Solid bioenergy options include woodchips and pellets. Using these types of biomass fuel as a heating source is well established across Europe and the UK. The use of biomass as an energy source is traditionally through combustion within a biomass boiler, providing hot water. This technology can be a central boiler supplying heat via district heating or individual biomass stoves or boilers in each property.
Biomass fuel can also be used to generate power through Combined Heat and Power (CHP) technology. Small scale biomass CHP systems are in development, but they are still considered to be an emerging technology. The specific requirements of a biomass CHP system are similar to a biomass boiler, with the notable difference being additional space requirements, particularly height.
 Technical Information
- The following figures can be used to determine the approximate storage area required (the actual volume will depend on the moisture content of the fuel):
- Storing more than two months supply is not recommended because of potential problems with decay and fungal growth.
- Five litres of combustion ash is produced by each of the following:
- Attention must be paid to chimney heights. Biomass boilers have to be certified as 'clean' for smoke controlled zones.
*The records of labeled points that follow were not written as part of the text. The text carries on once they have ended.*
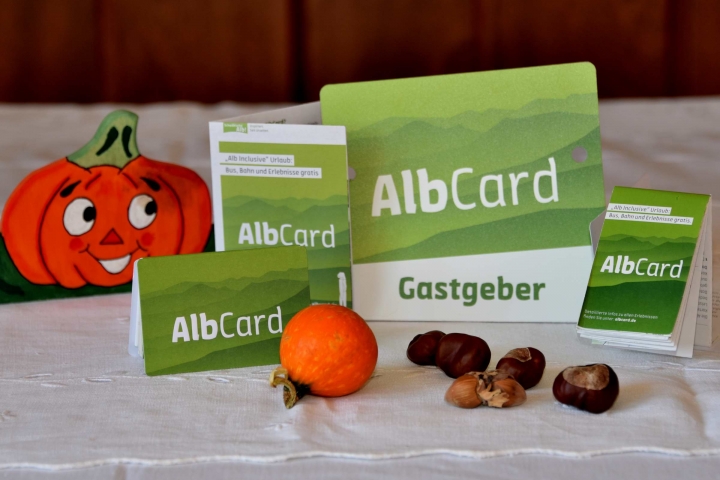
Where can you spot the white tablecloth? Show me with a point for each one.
(73, 404)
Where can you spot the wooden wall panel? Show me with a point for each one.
(694, 67)
(625, 39)
(286, 50)
(346, 40)
(47, 51)
(205, 51)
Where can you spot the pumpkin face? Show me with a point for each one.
(72, 225)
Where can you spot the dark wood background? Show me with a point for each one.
(286, 50)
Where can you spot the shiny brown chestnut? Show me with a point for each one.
(459, 353)
(592, 388)
(422, 348)
(492, 389)
(525, 364)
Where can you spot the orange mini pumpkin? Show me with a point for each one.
(86, 218)
(325, 350)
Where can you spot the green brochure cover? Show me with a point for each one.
(459, 178)
(645, 254)
(214, 311)
(277, 185)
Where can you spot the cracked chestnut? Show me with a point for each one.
(592, 388)
(492, 389)
(422, 348)
(526, 365)
(459, 353)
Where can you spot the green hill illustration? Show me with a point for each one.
(491, 142)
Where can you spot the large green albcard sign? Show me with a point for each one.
(473, 193)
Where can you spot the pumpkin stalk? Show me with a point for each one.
(290, 394)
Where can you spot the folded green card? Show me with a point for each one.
(214, 311)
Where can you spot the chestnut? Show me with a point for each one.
(525, 364)
(459, 353)
(493, 389)
(422, 348)
(592, 388)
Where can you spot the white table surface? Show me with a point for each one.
(73, 404)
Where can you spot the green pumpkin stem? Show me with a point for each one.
(114, 143)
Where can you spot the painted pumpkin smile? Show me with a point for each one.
(115, 265)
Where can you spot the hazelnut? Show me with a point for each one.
(422, 348)
(458, 354)
(493, 389)
(592, 388)
(525, 364)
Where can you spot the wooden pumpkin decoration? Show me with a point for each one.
(86, 218)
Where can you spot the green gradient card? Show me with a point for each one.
(275, 185)
(473, 192)
(213, 311)
(652, 273)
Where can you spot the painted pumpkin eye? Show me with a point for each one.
(142, 212)
(79, 216)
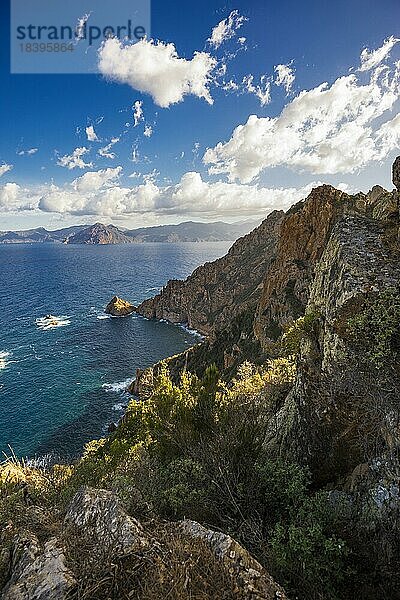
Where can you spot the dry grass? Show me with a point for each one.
(174, 568)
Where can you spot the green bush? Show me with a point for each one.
(376, 328)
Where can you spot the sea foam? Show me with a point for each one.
(4, 359)
(52, 322)
(119, 386)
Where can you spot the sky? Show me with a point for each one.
(226, 111)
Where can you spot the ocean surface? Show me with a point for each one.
(60, 387)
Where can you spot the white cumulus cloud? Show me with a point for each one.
(329, 129)
(226, 29)
(4, 168)
(92, 181)
(372, 58)
(285, 76)
(155, 68)
(105, 151)
(137, 113)
(27, 152)
(98, 193)
(91, 134)
(75, 160)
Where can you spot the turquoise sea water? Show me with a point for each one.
(59, 388)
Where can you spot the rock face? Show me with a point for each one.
(98, 517)
(248, 574)
(100, 537)
(98, 234)
(327, 255)
(117, 307)
(38, 573)
(217, 291)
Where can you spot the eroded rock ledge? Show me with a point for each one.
(97, 532)
(117, 307)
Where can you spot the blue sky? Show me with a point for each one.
(317, 41)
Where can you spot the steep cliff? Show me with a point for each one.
(216, 292)
(98, 234)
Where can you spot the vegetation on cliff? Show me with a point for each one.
(281, 429)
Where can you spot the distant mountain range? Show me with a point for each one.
(110, 234)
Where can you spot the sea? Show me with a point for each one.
(61, 386)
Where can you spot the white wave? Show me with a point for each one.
(119, 406)
(119, 386)
(191, 331)
(52, 322)
(4, 359)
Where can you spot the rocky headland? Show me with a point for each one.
(265, 456)
(117, 307)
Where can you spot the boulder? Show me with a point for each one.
(117, 307)
(98, 517)
(39, 574)
(248, 574)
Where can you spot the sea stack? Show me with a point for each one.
(117, 307)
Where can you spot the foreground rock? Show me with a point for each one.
(97, 517)
(117, 307)
(102, 543)
(247, 573)
(38, 573)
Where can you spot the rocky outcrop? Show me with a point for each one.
(247, 573)
(117, 307)
(102, 542)
(96, 515)
(216, 292)
(396, 173)
(98, 234)
(336, 410)
(38, 573)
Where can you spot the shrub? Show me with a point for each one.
(376, 328)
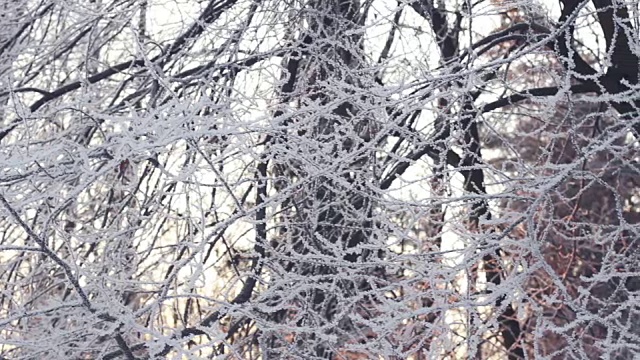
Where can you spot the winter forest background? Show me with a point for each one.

- Exhaust gases are cleaner than those from oil-fired boilers.
- Feeding systems for boilers greater than 2MW becomes more complicated and requires moving floors etc.
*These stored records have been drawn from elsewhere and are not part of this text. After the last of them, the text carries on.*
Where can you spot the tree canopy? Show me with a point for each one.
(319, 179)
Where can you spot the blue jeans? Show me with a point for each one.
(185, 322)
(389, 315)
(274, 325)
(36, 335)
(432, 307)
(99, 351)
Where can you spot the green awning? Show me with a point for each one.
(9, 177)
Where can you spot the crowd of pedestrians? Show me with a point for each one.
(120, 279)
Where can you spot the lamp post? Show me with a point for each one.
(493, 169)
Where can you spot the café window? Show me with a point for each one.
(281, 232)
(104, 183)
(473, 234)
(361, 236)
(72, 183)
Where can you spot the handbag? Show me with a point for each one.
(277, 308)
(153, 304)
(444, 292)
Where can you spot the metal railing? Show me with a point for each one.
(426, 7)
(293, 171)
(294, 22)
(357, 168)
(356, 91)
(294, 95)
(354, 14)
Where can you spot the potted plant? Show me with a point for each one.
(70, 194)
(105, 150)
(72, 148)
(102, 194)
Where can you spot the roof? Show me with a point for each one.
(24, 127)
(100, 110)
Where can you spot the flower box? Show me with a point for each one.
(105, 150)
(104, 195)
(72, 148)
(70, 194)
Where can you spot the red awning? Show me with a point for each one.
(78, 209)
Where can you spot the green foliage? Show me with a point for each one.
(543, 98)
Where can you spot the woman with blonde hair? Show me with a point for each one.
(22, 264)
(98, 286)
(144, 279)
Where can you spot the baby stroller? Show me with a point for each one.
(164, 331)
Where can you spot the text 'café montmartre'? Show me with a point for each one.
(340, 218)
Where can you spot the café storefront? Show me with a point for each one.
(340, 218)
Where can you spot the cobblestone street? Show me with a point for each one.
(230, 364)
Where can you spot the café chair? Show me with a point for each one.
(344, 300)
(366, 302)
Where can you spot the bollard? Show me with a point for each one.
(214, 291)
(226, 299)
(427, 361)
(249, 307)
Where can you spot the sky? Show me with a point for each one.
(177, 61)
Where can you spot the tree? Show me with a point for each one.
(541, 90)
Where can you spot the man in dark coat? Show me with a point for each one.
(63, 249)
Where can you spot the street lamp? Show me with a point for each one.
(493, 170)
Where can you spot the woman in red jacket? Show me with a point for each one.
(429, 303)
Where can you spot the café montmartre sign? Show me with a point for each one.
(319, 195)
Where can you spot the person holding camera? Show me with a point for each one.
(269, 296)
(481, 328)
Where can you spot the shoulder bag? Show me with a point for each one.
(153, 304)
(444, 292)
Biomass boilers turndown (the amount by which heat output can be reduced from the maximum without switching off) is usually 20-30% on dry fuel and 40% on wet fuel. This dictates sizing unless a buffer tank is used.
Commonly a gas/oil back up boiler (or burner) will be specified to provide fuel resilience in case of supply chain problems, this boiler can also be used to 'top-up' to a peak load capacity. An exception to this might be small domestic applications where fitting two boilers may be uneconomic. Typically a biomass boiler sized at around 30-40% peak load will supply 60-70% of heating consumption over a year..
However, some members of the AECB (The Association for Environment Conscious Building) are against biomass (see AECB discussion paper on biomass) on the basis that wood used in boilers could otherwise be used in other wood products that don't release CO2 into the atmosphere. This caused a lot of heated debate and many members felt that the AECB had taken a position on the issue without consulting its members.
In July 2013, the UK government appeared to turn away from biomass when it capped subsidies for bespoke biomass burning plants and announced that it would end subsidies for biomass burning in existing stations by 2027. This followed a report from the BBC revealing that millions of tonnes of wood were being shipped from the USA to help meet Britain's renewables targets.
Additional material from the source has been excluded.